Los escándalos que hicieron zozobrar a Cifuentes y a Montón y que pintan nubes negras en el horizonte político de Pablo Casado son lógicos, sistémicos y generacionales. Responden a un cambio en los patrones de reclutamiento por parte de los partidos que han dominado en España hasta la irrupción de Podemos y Ciudadanos.
La mítica expresión «ya no hay políticos como los de antes» tiene algo de verdad. Los líderes de hoy son diferentes a los de antaño. Por edad y formación. En las primeras décadas que siguieron a la restauración democrática los partidos buscaban cuadros y candidatos en la universidad, en las aulas, en los hospitales o en las empresas. Y seducían a hombres y mujeres en torno a los 40 años (o más), con trayectoria y experiencia. Tenían un currículo.
La generación que ahora sufre el azote de los mástergate está hecha de otra pasta. Fueron jóvenes cachorros criados a los pechos del aparato, que en su adolescencia ya estaban al servicio del partido. Y no se puede estar en misa y, a la vez, repicando en la universidad.
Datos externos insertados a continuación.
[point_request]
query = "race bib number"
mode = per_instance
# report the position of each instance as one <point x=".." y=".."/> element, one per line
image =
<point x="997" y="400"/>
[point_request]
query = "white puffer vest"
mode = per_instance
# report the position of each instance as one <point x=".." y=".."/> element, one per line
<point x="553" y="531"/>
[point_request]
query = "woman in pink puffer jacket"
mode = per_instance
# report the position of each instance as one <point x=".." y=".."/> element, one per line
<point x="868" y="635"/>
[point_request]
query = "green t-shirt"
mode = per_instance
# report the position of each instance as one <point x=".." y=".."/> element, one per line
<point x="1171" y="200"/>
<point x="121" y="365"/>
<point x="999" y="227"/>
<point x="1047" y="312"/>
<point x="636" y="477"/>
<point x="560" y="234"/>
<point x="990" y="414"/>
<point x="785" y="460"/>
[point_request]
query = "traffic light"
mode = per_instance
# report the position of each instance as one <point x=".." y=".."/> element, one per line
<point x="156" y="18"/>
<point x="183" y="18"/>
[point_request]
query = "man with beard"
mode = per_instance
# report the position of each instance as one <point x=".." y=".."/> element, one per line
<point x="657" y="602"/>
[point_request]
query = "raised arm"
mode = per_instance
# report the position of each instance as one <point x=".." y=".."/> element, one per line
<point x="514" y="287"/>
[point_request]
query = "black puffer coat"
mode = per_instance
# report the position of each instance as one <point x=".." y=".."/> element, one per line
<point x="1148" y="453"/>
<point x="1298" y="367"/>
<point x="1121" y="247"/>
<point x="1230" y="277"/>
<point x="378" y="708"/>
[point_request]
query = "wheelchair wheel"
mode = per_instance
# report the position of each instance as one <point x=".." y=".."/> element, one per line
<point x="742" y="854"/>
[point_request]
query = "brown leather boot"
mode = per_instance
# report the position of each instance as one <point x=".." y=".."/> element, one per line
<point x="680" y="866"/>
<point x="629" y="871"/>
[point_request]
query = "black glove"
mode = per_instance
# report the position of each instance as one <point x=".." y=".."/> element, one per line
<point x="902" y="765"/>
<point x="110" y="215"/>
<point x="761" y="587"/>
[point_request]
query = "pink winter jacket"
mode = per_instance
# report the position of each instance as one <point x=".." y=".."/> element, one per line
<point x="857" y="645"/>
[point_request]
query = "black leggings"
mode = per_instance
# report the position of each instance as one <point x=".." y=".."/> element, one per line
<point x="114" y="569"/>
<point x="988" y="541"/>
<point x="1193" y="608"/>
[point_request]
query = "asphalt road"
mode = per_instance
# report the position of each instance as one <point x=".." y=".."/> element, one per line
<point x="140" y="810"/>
Visto lo visto, y teniendo en cuenta lo que va a venir, establezcamos una teoría general: para dotar de prestigio a los futuros líderes, los partidos establecieron mecanismos para conseguirles -por lo civil y/o por lo criminal- lo que no podían hacer por su cuenta: un montón de títulos. ¿Para qué? Pues para que les dieran suficiente prestigio para poder romper ante la sociedad ese denostado cliché de que tan solo eran políticos profesionales y que su carrera solo se debía a méritos orgánicos. Y llegaron másteres, licenciaturas exprés, extraños cursos de la universidad de Harvard en Aravaca, tesis bajo sospecha... Antes y después de la crisis. Dirán que fueron pecados de juventud. Lo son. De los que los perseguirán como fantasmas durante toda su vida política.